Karina büfede bekleyen kadından ikisi için de limonata aldığı sırada Haruto plajın çıkışını gösterip "Okyanusu biraz daha yukarıdan izlemeye ne dersin?" dedi.
Karina içeceklerini alıp Haruto'nun peşinden plajın çıkışından çıktı ve diğer yerlere göre kısmen yüksek olan ve okyanusu daha iyi görmelerini sağlayan bir duvara ilerlediler.
Önce Haruto duvarın üstüne çıktı ardından da Karina'nın çıkmasına yardım etti. Beraber soğuk limonatalarından içerlerken Karina Haruto'ya dönüp "Buraya bunu konuşmaya gelmedik ama, savaş neden başladı Haruto?" diye sordu.
İşten ve çetenin yoğunluğundan uzaklaşmak için geldikleri bu yerde Karina yine aynı konuları gündeme getiriyordu. Fakat Haruto'nun bunu konuşmaktan rahatsız olmadığını da biliyordu. Karina ile tanışana kadar hayatı sadece Morte-Tamsha savaşı olduğu için bunları konuşmak ona sıkıcı gelmiyordu.
"Sadece tahmin edebiliriz. Daha ilerisini Olivier'ın bile bildiğini sanmıyorum. Tamsha kendi içlerindeki bir sebepten ötürü bir anda savaş başlatmış da olabilir ya da halkın da dediği gibi İlk Nesil'den olanlarla da alakalı olabilir."
Karina tırnağını ısırırken bir şey söylemek istiyor ama söylemekten emin değilmiş gibi duruyordu. Haruto da bunu anlamış olacak ki "Aklında ne var?" dedi.
Karina derin bir nefes aldıktan sonra "Belki de bu savaşın amacı büyük bir sırrın üstünü kapatmaktır?" dedi.
"Nasıl yani?"
"Belki de istedikleri şey İlk Nesil'den olanlar değil de onlarla ilgili bir sırrın üstünü kapatmaktır. Mesela amaçları İlk Nesil'i yok etmek değil de onları ele geçirmek olabilir."
Haruto düşünceli bir ifade ile ona bakarken Karina aklına gelen fikirleri bir bir saymaya devam etti. "Ben ve benim gibi olanların ne kadar büyük bir gücü elimizde bulundurduğunu biliyorsun. Belki de amaçları bu gücü kendileri için kullanmaktır. Bir nevi köle gibi yani."

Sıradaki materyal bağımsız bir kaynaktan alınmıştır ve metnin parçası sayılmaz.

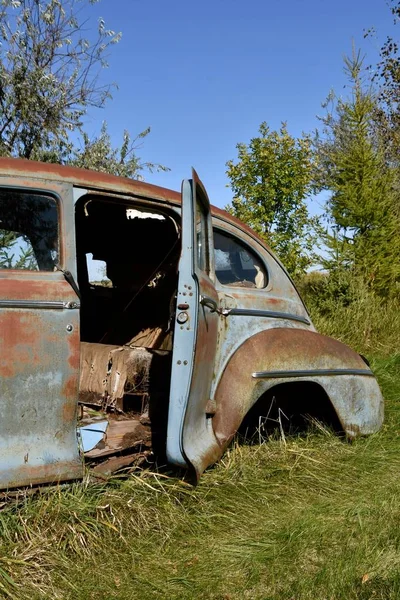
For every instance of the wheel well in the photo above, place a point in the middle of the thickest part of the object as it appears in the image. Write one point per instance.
(290, 408)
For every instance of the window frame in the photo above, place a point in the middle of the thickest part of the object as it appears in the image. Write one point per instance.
(55, 196)
(232, 232)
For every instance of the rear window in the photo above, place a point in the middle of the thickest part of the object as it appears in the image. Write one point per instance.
(28, 231)
(236, 264)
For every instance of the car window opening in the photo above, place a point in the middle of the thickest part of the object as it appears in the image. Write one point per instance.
(127, 265)
(236, 264)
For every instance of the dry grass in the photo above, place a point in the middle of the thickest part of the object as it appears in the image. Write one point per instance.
(314, 518)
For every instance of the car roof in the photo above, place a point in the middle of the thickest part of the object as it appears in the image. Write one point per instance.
(112, 183)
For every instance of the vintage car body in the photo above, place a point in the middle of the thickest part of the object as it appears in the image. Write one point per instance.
(191, 330)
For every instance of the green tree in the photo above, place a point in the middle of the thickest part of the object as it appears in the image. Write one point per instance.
(353, 167)
(50, 61)
(98, 154)
(270, 181)
(49, 73)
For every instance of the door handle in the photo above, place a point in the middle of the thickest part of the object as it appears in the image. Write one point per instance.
(209, 302)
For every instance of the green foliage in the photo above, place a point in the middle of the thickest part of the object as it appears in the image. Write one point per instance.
(98, 154)
(343, 306)
(309, 518)
(363, 205)
(270, 182)
(49, 73)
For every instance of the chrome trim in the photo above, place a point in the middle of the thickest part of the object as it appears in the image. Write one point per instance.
(253, 312)
(311, 372)
(38, 304)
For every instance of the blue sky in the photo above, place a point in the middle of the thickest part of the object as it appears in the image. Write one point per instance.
(204, 75)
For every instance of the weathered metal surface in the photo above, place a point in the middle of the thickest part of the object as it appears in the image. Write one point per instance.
(109, 372)
(356, 399)
(29, 170)
(195, 340)
(121, 435)
(222, 363)
(39, 365)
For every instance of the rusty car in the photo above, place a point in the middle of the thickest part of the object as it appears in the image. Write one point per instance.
(139, 324)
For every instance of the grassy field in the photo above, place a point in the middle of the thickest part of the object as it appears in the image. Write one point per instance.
(310, 517)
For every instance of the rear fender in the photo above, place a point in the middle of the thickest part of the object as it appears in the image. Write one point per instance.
(288, 355)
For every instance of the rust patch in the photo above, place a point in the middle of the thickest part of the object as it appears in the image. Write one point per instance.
(74, 349)
(31, 285)
(69, 412)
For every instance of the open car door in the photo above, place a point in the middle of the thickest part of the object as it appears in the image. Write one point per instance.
(39, 336)
(190, 437)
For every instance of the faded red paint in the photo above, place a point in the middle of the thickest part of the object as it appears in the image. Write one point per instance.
(272, 350)
(102, 181)
(19, 341)
(30, 285)
(70, 388)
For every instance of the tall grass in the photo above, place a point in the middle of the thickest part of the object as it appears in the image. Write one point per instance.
(314, 518)
(353, 314)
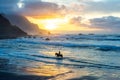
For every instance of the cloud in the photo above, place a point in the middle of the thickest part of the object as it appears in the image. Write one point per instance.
(36, 8)
(7, 5)
(103, 6)
(106, 22)
(103, 24)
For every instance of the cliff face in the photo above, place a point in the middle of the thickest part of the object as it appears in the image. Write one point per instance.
(9, 31)
(25, 25)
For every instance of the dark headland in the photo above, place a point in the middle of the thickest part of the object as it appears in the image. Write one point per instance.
(7, 30)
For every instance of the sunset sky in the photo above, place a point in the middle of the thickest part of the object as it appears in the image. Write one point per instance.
(99, 16)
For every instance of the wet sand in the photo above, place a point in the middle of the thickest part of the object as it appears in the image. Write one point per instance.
(12, 76)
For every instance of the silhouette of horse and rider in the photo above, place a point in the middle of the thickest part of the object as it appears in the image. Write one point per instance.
(59, 55)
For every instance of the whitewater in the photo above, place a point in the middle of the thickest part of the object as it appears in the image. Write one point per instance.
(85, 56)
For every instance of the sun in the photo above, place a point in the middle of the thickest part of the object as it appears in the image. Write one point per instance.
(50, 26)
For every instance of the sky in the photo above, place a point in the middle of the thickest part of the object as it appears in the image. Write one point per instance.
(84, 16)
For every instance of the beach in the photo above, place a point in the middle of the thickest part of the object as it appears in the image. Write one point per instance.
(85, 57)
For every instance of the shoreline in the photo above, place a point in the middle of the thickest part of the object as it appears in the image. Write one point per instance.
(13, 76)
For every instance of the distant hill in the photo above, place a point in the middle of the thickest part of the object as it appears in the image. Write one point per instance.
(25, 25)
(7, 30)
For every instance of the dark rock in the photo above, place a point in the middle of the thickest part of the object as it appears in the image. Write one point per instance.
(47, 39)
(9, 31)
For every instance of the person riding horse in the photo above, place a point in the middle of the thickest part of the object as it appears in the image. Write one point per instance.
(59, 55)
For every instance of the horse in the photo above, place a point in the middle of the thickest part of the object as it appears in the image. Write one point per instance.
(59, 55)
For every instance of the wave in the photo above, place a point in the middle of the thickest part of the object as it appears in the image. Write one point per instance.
(79, 64)
(75, 45)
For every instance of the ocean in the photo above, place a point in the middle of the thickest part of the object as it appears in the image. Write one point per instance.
(85, 56)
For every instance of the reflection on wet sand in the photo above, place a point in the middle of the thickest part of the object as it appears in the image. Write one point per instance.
(47, 70)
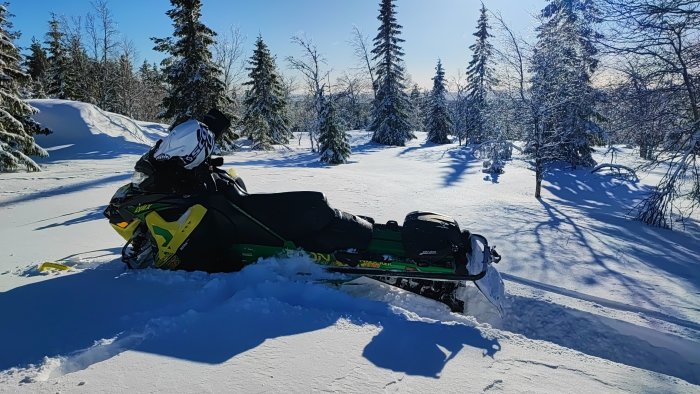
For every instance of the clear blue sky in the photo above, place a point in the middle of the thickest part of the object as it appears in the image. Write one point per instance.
(432, 28)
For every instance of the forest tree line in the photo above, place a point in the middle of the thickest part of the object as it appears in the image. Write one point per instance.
(599, 73)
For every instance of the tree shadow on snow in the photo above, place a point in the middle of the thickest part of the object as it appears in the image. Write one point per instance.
(610, 202)
(615, 340)
(89, 214)
(77, 141)
(96, 314)
(462, 162)
(66, 189)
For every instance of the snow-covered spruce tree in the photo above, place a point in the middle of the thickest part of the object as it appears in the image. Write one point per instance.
(77, 77)
(264, 101)
(17, 129)
(662, 39)
(390, 123)
(194, 81)
(480, 81)
(332, 140)
(58, 62)
(150, 93)
(564, 59)
(439, 124)
(36, 65)
(415, 115)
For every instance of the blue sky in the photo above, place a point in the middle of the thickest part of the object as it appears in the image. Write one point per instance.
(432, 28)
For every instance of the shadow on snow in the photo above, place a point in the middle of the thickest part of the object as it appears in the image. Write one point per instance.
(94, 315)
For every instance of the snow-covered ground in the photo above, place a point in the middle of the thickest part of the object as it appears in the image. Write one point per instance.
(596, 302)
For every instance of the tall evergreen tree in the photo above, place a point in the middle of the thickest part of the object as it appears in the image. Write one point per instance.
(77, 72)
(563, 61)
(391, 124)
(416, 117)
(58, 62)
(17, 129)
(332, 140)
(151, 92)
(37, 65)
(265, 118)
(195, 84)
(480, 80)
(439, 122)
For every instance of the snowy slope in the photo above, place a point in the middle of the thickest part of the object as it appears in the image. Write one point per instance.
(597, 303)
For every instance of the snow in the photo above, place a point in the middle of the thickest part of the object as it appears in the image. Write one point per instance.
(596, 302)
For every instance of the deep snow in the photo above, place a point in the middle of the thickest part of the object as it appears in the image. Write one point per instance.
(596, 302)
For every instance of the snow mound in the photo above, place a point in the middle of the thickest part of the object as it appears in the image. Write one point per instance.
(84, 131)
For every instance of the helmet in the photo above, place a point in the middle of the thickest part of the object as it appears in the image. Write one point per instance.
(190, 141)
(216, 121)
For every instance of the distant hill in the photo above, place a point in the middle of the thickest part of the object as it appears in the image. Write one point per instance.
(84, 131)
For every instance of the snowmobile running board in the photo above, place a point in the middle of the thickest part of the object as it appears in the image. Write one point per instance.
(406, 274)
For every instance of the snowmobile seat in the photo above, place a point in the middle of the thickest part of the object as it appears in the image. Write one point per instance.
(303, 217)
(430, 237)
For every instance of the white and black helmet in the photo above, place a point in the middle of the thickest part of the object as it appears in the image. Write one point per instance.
(193, 141)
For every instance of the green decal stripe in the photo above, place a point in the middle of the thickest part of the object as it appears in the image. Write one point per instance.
(163, 233)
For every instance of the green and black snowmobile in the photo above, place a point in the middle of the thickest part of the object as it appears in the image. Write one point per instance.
(224, 228)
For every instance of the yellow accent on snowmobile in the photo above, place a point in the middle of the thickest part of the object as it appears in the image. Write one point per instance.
(127, 231)
(170, 236)
(47, 265)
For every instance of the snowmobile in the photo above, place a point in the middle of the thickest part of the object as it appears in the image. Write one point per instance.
(224, 228)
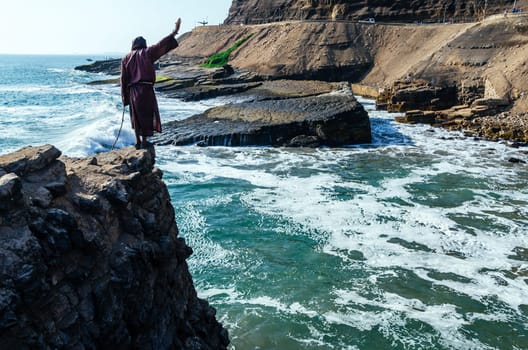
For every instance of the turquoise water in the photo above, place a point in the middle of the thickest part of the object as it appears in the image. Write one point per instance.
(418, 241)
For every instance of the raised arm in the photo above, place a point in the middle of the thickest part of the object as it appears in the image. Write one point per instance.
(166, 44)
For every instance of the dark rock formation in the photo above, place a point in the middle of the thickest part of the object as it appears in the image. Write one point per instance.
(110, 67)
(90, 258)
(330, 119)
(258, 11)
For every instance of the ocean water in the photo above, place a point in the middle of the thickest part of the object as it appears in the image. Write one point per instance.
(417, 241)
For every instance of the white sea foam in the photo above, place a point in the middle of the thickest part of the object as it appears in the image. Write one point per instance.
(392, 223)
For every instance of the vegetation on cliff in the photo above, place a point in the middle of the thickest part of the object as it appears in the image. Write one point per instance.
(220, 59)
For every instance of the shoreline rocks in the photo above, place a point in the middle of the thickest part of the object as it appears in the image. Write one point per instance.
(332, 119)
(90, 256)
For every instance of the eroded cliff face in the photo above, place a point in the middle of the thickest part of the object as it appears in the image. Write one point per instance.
(265, 11)
(481, 58)
(90, 256)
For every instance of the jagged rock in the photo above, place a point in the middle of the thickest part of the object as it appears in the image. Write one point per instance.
(110, 67)
(90, 257)
(329, 119)
(405, 96)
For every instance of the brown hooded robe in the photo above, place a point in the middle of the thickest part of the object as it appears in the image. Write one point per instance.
(137, 85)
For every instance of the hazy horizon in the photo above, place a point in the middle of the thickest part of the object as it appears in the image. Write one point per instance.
(102, 28)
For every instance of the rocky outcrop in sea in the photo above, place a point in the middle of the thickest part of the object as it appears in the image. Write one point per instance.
(90, 256)
(326, 119)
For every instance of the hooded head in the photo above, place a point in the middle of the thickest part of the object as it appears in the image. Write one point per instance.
(139, 43)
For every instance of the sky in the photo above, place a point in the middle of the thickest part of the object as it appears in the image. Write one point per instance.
(97, 26)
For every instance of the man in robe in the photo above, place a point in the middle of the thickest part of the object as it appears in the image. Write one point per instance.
(137, 84)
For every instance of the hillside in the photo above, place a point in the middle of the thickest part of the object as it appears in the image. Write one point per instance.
(491, 53)
(266, 11)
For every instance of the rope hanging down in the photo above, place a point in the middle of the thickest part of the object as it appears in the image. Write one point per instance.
(121, 127)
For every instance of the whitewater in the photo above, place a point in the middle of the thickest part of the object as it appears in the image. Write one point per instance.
(416, 241)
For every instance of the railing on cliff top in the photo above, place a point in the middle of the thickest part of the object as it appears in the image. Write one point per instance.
(450, 20)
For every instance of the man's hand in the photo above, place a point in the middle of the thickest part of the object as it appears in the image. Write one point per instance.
(177, 26)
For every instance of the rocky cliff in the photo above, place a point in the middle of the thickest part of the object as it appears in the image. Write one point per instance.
(266, 11)
(481, 58)
(90, 257)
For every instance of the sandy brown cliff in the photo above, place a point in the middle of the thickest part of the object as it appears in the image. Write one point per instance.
(90, 257)
(266, 11)
(487, 57)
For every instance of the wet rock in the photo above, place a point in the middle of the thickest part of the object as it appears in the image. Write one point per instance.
(110, 67)
(10, 187)
(329, 119)
(516, 160)
(97, 263)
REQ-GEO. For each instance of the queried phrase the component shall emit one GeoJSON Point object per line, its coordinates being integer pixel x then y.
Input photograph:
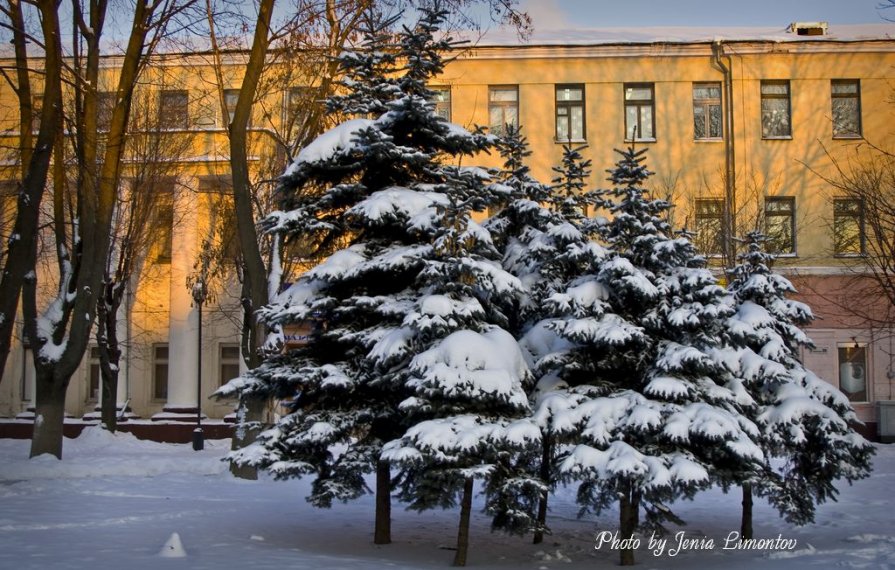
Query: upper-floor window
{"type": "Point", "coordinates": [776, 111]}
{"type": "Point", "coordinates": [503, 107]}
{"type": "Point", "coordinates": [848, 226]}
{"type": "Point", "coordinates": [441, 97]}
{"type": "Point", "coordinates": [846, 106]}
{"type": "Point", "coordinates": [173, 109]}
{"type": "Point", "coordinates": [709, 221]}
{"type": "Point", "coordinates": [780, 224]}
{"type": "Point", "coordinates": [640, 116]}
{"type": "Point", "coordinates": [228, 362]}
{"type": "Point", "coordinates": [570, 113]}
{"type": "Point", "coordinates": [36, 107]}
{"type": "Point", "coordinates": [105, 106]}
{"type": "Point", "coordinates": [163, 219]}
{"type": "Point", "coordinates": [707, 111]}
{"type": "Point", "coordinates": [853, 370]}
{"type": "Point", "coordinates": [221, 216]}
{"type": "Point", "coordinates": [231, 97]}
{"type": "Point", "coordinates": [9, 191]}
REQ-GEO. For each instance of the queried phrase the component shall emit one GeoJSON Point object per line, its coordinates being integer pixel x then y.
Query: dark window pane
{"type": "Point", "coordinates": [173, 109]}
{"type": "Point", "coordinates": [853, 372]}
{"type": "Point", "coordinates": [780, 225]}
{"type": "Point", "coordinates": [848, 227]}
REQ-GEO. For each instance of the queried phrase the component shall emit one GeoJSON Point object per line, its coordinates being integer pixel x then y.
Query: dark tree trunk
{"type": "Point", "coordinates": [463, 532]}
{"type": "Point", "coordinates": [109, 408]}
{"type": "Point", "coordinates": [629, 517]}
{"type": "Point", "coordinates": [746, 523]}
{"type": "Point", "coordinates": [109, 354]}
{"type": "Point", "coordinates": [546, 456]}
{"type": "Point", "coordinates": [383, 524]}
{"type": "Point", "coordinates": [246, 431]}
{"type": "Point", "coordinates": [255, 276]}
{"type": "Point", "coordinates": [21, 253]}
{"type": "Point", "coordinates": [49, 414]}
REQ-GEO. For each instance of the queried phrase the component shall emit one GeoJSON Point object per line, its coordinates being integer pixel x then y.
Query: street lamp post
{"type": "Point", "coordinates": [200, 293]}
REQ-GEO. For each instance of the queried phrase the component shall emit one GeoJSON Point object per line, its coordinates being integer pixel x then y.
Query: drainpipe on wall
{"type": "Point", "coordinates": [729, 153]}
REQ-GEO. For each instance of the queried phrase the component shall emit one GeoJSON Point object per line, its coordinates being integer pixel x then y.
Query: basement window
{"type": "Point", "coordinates": [808, 28]}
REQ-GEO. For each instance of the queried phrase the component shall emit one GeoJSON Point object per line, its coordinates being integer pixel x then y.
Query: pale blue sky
{"type": "Point", "coordinates": [775, 13]}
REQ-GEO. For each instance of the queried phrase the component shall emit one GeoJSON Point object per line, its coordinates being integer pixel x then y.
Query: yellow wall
{"type": "Point", "coordinates": [688, 167]}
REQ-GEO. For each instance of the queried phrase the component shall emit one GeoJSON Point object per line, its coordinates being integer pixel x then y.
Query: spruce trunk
{"type": "Point", "coordinates": [463, 533]}
{"type": "Point", "coordinates": [383, 525]}
{"type": "Point", "coordinates": [746, 522]}
{"type": "Point", "coordinates": [545, 479]}
{"type": "Point", "coordinates": [629, 517]}
{"type": "Point", "coordinates": [49, 415]}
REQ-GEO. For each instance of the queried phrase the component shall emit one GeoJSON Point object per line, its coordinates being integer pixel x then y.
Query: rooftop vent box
{"type": "Point", "coordinates": [808, 28]}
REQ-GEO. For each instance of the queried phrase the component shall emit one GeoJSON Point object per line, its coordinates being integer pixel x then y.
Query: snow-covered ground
{"type": "Point", "coordinates": [115, 501]}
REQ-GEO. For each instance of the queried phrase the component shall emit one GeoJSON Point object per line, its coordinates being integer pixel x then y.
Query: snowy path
{"type": "Point", "coordinates": [114, 502]}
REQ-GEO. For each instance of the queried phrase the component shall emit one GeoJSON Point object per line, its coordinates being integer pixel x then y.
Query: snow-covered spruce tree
{"type": "Point", "coordinates": [375, 183]}
{"type": "Point", "coordinates": [546, 244]}
{"type": "Point", "coordinates": [469, 378]}
{"type": "Point", "coordinates": [568, 194]}
{"type": "Point", "coordinates": [805, 421]}
{"type": "Point", "coordinates": [653, 412]}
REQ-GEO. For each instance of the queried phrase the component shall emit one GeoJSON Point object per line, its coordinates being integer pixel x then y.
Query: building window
{"type": "Point", "coordinates": [228, 362]}
{"type": "Point", "coordinates": [36, 108]}
{"type": "Point", "coordinates": [775, 110]}
{"type": "Point", "coordinates": [94, 374]}
{"type": "Point", "coordinates": [160, 371]}
{"type": "Point", "coordinates": [853, 371]}
{"type": "Point", "coordinates": [105, 106]}
{"type": "Point", "coordinates": [441, 97]}
{"type": "Point", "coordinates": [846, 102]}
{"type": "Point", "coordinates": [221, 217]}
{"type": "Point", "coordinates": [163, 223]}
{"type": "Point", "coordinates": [780, 225]}
{"type": "Point", "coordinates": [503, 108]}
{"type": "Point", "coordinates": [231, 97]}
{"type": "Point", "coordinates": [848, 227]}
{"type": "Point", "coordinates": [707, 111]}
{"type": "Point", "coordinates": [640, 119]}
{"type": "Point", "coordinates": [710, 225]}
{"type": "Point", "coordinates": [570, 124]}
{"type": "Point", "coordinates": [173, 109]}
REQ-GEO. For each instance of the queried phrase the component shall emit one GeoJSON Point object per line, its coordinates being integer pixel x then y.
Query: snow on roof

Haruto şaşkınlıkla "Haklı olabilirsin." dedi. "Daha önce Cedric'in İlk Nesil hakkında yaptığı araştırmaları görmüştüm. Onların güçlerinden ve hâlâ olup olmadıkları ile ilgiliydi."
Karina bakışlarını okyanusa çevirdiği sırada dalgın dalgın "Belki başından beri Cedric de işin içindeydi. Bir ajan gibi, düşünsene." dedi.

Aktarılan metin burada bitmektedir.